Started from 1st January 2017, the Pradhan Mantri Matru Vandana Yojana (PMMVY) scheme [rechristened from the erstwhile Indira Gandhi Matritva Sahyog Yojana (IGMSY)],  provides a cash incentive of Rs 5000 in three instalments to pregnant and lactating women aged 19 years or above for their first child. The first installment is given at the time of registration of pregnancy at the Anganwadi Center; the second installment is given after three months of delivery at the time of registration of childbirth and the third installment follows later.  Further, an additional Rs 1000 is given to the woman under Janani Suraksha Yojana (JSY) after she avails institutional delivery of her child. By receiving the money directly in her account, the mother can access any of the three instalments from any location of the country. Thus, this scheme caters to the migrating class of people. Moreover, the mother can exercise her agency on how she wants to spend the money on herself and her child. Not only does this scheme aim at the financial empowerment of the woman but it also attends to her and the child’s health during and immediately after pregnancy. 
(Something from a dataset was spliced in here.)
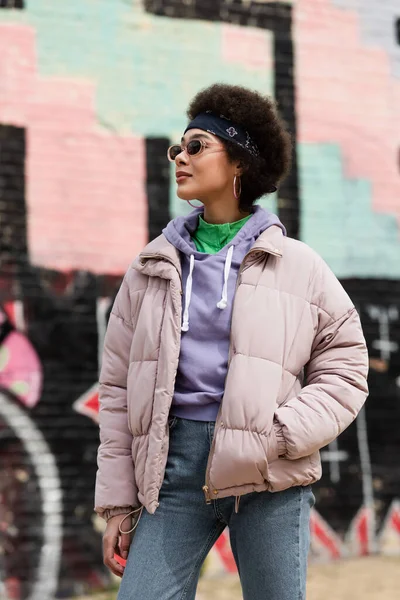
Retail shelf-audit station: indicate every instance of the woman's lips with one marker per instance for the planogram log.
(182, 177)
The PMMVY scheme caters to the poor pregnant women living in states that have low institutional delivery rates, such as Uttar Pradesh, Uttarakhand, Bihar, Jharkhand, Madhya Pradesh, Chhattisgarh, Assam, Rajasthan, Odisha and Jammu and Kashmir. The provisions of the scheme incentivize pregnant and lactating women to follow up their medical check-up from time to time even after the delivery of the child. Usually, expecting mothers from a poor socio-economic background neglect their prescribed medical checkups due to a lack of funds. According to the statistics presented by the Department of Women and Child Development in 2018,  only 21% of the pregnant women attain full ante-natal checkups and 37 out of every 1000 infants born die within the first year of birth. Thus, the money being given under the scheme is crucial for those women who live in poverty. The scheme aims to reduce maternal and child mortality rate by attending to the needs of the pregnant women through routine medical checkup and improved nutritional intake. By receiving the money directly in her account, the woman can exercise her agency by deciding how she wants to spend the money on herself and her child. Not only does this scheme aim at the financial empowerment of the woman but it also attends to her and her child’s health during and immediately after pregnancy. 

The efficiency in the implementation of the Scheme which was 38% in 2018 has touched the 90% mark in 2019. It is primarily due to the conditional cash transfer schemes of the government that the rate of institutional delivery has doubled from 38.7 to 79% during 2006-2016. (IGMSY was in force since 2010). As of February 2020, 1.28 crore beneficiaries received Direct Benefit Transfer under the PMMVY scheme directly in their bank accounts amounting to Rs. 5280 crore.  

By devising more direct cash transfer schemes, not only can we improve the overall health of the marginalized communities but we can also significantly affect their health behaviour. Such schemes will encourage people to focus on preventive healthcare. Further, DCT improves financial inclusion, it encourages consumer spending, and it is likely to expand the choice and freedom of the individual. Implementing DCT in healthcare is a win-win situation for healthcare and the economy.